Mydoom is a mass mailing and peer-to-peer (KaZaA) worm that targets The SCO group. This worm is spreading rapidly and went from a standing start to a category 4 rating at Symantec in one leap.
Another infection released this week, Mimail, is a polymorphic worm that is primarily intended to steal PayPal account information from infected systems. Mimail is difficult to detect because of the changing encrypted code, so antivirus vendors are releasing new decryption algorithms to deal with it.
Of the two, Mydoom is by far the most widespread and fastest spreading, but it probably has a lower damage potential, except that it can clog up corporate mail systems and hog bandwidth. Reports state that these two worms are closely related.
This worm has spread like wildfire and will be difficult to recognize because there are various subject lines and attachment names. Even the attachment extension may appear as .pif, .scr, .exe, .cmd, .bat, or .zip.
According to Symantec (which also designates this malware as Novarg), the subject line will mostly appear to be some sort of error message related to e-mail. This could include: Test, Hi, Error, or Mail Transaction Failed. The origin of this worm might be self-revealing because, when it spreads, the code ignores any .edu e-mail extensions.
The worm collects addresses from infected systems in the following files:
Also, according to the Symantec report, this worm will plant a backdoor and, on 1 February 2004, it will attempt a distributed denial of service (DDoS). In fact, both Mydoom and Mimail plant a backdoor on infected systems. UDP 3127 is the port opened by Mydoom.
McAfee reports that when an infection occurs, Mydoom will open a copy of Microsoft Notepad filled with nonsense code and text. Also, according to McAfee, the target of the 1 February DDoS attack is the SCO.com URL.
In a very unusual move, CERT has published an Incident Report, IN-2004-01 on this worm, which, CERT reports, is also known as Shimg.
Mimail is the other mass mailing worm hitting users this week. It displays a very authentic-looking Windows expiration notice. After scaring users with this, the worm goes on to request every piece of personal information conceivable. When it collects any interesting cookie or other information from the infected computer, it mails the data to an anonymous e-mail account, and then Mimail opens a backdoor on the infected systems. This applies to port 3000 and port 6667 (listening server).
Both of these worms strike Windows systems only. Of course, the SCO target is indirectly a Linux/UNIX attack, but it is on the vendor and not on the operating system itself.
There are the usual mitigating factors that you have with most viruses. If you have trained your users not to open attachments, then they won't get hit with either one of these worms. Also, keep in mind that both worms may require updated code for antivirus software to catch them.

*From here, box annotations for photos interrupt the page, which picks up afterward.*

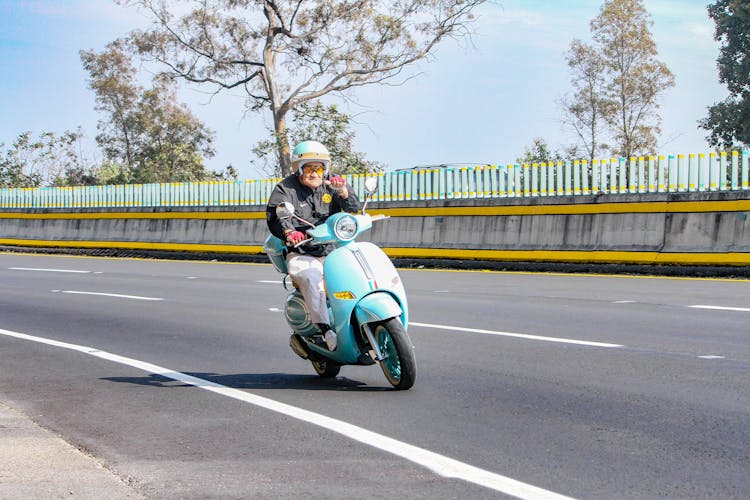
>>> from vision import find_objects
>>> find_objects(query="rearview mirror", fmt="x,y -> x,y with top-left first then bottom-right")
365,177 -> 378,195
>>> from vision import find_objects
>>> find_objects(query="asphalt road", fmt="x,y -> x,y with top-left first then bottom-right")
0,254 -> 750,498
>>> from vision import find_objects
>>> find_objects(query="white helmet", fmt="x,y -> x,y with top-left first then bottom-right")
292,141 -> 331,175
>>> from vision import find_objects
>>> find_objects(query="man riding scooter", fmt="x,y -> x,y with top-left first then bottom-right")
266,141 -> 359,351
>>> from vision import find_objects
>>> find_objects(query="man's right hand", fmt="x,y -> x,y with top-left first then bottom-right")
286,231 -> 306,245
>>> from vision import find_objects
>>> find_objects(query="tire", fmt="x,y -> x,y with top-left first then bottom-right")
373,318 -> 417,391
310,360 -> 341,378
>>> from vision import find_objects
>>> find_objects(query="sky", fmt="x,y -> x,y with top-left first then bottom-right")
0,0 -> 728,179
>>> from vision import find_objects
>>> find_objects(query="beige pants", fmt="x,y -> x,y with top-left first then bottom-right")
286,253 -> 330,325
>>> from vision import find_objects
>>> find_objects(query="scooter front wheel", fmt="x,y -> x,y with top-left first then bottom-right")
373,318 -> 417,390
310,360 -> 341,378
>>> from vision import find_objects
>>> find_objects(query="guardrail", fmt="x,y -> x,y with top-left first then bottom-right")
0,151 -> 750,208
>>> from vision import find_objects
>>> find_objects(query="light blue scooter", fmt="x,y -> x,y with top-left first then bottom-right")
264,178 -> 417,390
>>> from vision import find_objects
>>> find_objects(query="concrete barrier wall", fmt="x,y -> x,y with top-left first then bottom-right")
0,191 -> 750,266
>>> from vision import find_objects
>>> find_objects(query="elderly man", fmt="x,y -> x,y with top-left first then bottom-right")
266,141 -> 359,351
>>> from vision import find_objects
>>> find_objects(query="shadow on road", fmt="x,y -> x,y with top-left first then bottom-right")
101,372 -> 392,392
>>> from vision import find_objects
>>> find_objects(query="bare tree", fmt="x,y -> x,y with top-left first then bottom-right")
118,0 -> 485,173
560,40 -> 614,162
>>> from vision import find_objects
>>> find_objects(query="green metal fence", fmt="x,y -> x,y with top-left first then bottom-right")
0,151 -> 750,208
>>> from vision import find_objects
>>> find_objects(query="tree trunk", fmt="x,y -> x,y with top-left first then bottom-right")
273,110 -> 292,177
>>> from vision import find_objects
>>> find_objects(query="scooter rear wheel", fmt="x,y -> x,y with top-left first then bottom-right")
310,360 -> 341,378
373,318 -> 417,390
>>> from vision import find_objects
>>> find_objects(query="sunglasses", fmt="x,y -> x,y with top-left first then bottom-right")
302,165 -> 325,175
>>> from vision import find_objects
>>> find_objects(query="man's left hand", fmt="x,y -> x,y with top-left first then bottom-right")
325,175 -> 349,199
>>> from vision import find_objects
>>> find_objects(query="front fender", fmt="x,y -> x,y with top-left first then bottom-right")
354,292 -> 403,324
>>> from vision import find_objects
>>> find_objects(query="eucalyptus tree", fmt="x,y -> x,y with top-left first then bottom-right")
562,0 -> 674,160
560,40 -> 614,163
591,0 -> 674,158
700,0 -> 750,148
253,101 -> 382,177
80,40 -> 216,183
119,0 -> 485,174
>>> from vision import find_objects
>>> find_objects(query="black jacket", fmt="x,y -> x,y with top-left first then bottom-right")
266,174 -> 359,257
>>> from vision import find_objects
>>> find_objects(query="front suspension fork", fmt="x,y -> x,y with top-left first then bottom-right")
362,323 -> 386,361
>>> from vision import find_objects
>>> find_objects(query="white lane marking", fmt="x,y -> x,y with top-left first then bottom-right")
688,305 -> 750,312
8,267 -> 91,274
409,321 -> 625,347
52,290 -> 164,300
0,329 -> 570,499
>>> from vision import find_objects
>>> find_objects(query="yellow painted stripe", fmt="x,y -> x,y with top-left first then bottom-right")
0,211 -> 266,220
373,200 -> 750,217
0,238 -> 750,266
0,199 -> 750,220
0,238 -> 263,254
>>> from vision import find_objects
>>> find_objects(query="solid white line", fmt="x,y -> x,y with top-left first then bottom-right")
409,321 -> 625,347
0,329 -> 569,499
688,305 -> 750,312
8,267 -> 91,274
52,290 -> 164,300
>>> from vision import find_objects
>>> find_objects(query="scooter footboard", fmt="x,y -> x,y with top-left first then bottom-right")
354,292 -> 402,324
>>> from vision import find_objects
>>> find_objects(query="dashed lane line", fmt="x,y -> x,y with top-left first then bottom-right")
0,329 -> 569,499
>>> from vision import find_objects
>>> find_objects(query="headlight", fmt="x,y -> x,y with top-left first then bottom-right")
333,215 -> 357,241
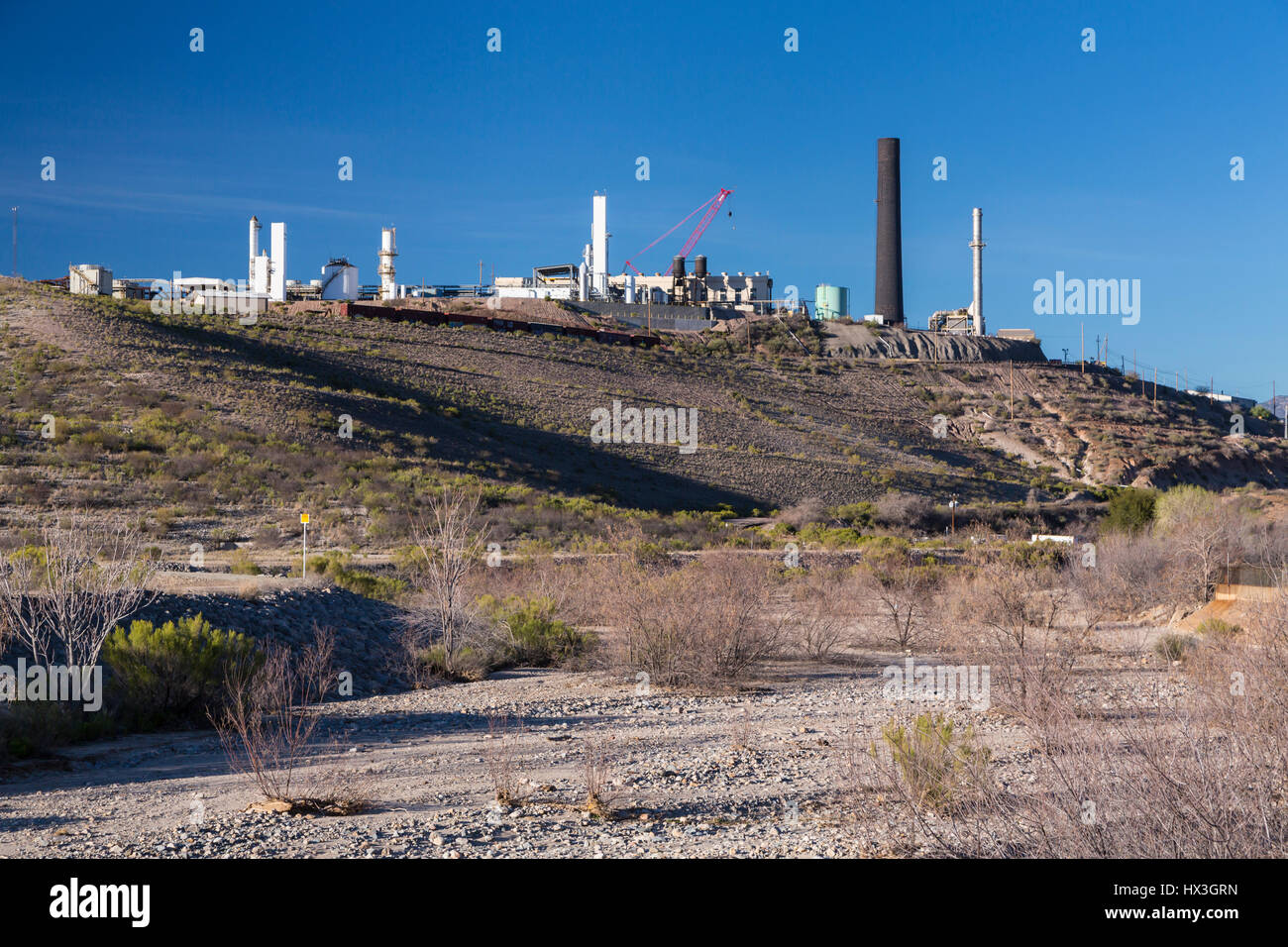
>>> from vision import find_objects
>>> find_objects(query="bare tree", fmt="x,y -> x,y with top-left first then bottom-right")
407,485 -> 485,672
859,548 -> 939,651
0,522 -> 156,666
211,627 -> 369,814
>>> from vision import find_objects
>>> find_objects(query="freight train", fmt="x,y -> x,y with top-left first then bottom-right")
340,303 -> 662,348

Since the backdoor for Mydoom uses UDP port 3127, blocking port 3127 at your firewall will close the backdoor. McAfee also offers the limited free antivirus tool, Stinger, which can detect Mydoom and some other infections. The latest version, 1.9.7, was released on 26 January, 2004 and detects 34 different versions of malware, including both Mydoom and Mimail.
Due to its recent litigation against Linux, The SCO Group is very unpopular with the Linux community, so Mydoom may be the first serious incident of Linux users attacking a Linux/UNIX vendor, using a Windows vector.
Also, while it's tempting to say that any people dumb enough to fill out the Mimail worm's questionnaire deserve what they get, the worm also scans files in the background and is probably intended mostly to steal PayPal account information rather than to actually get social security numbers, telephone numbers, and other personal information.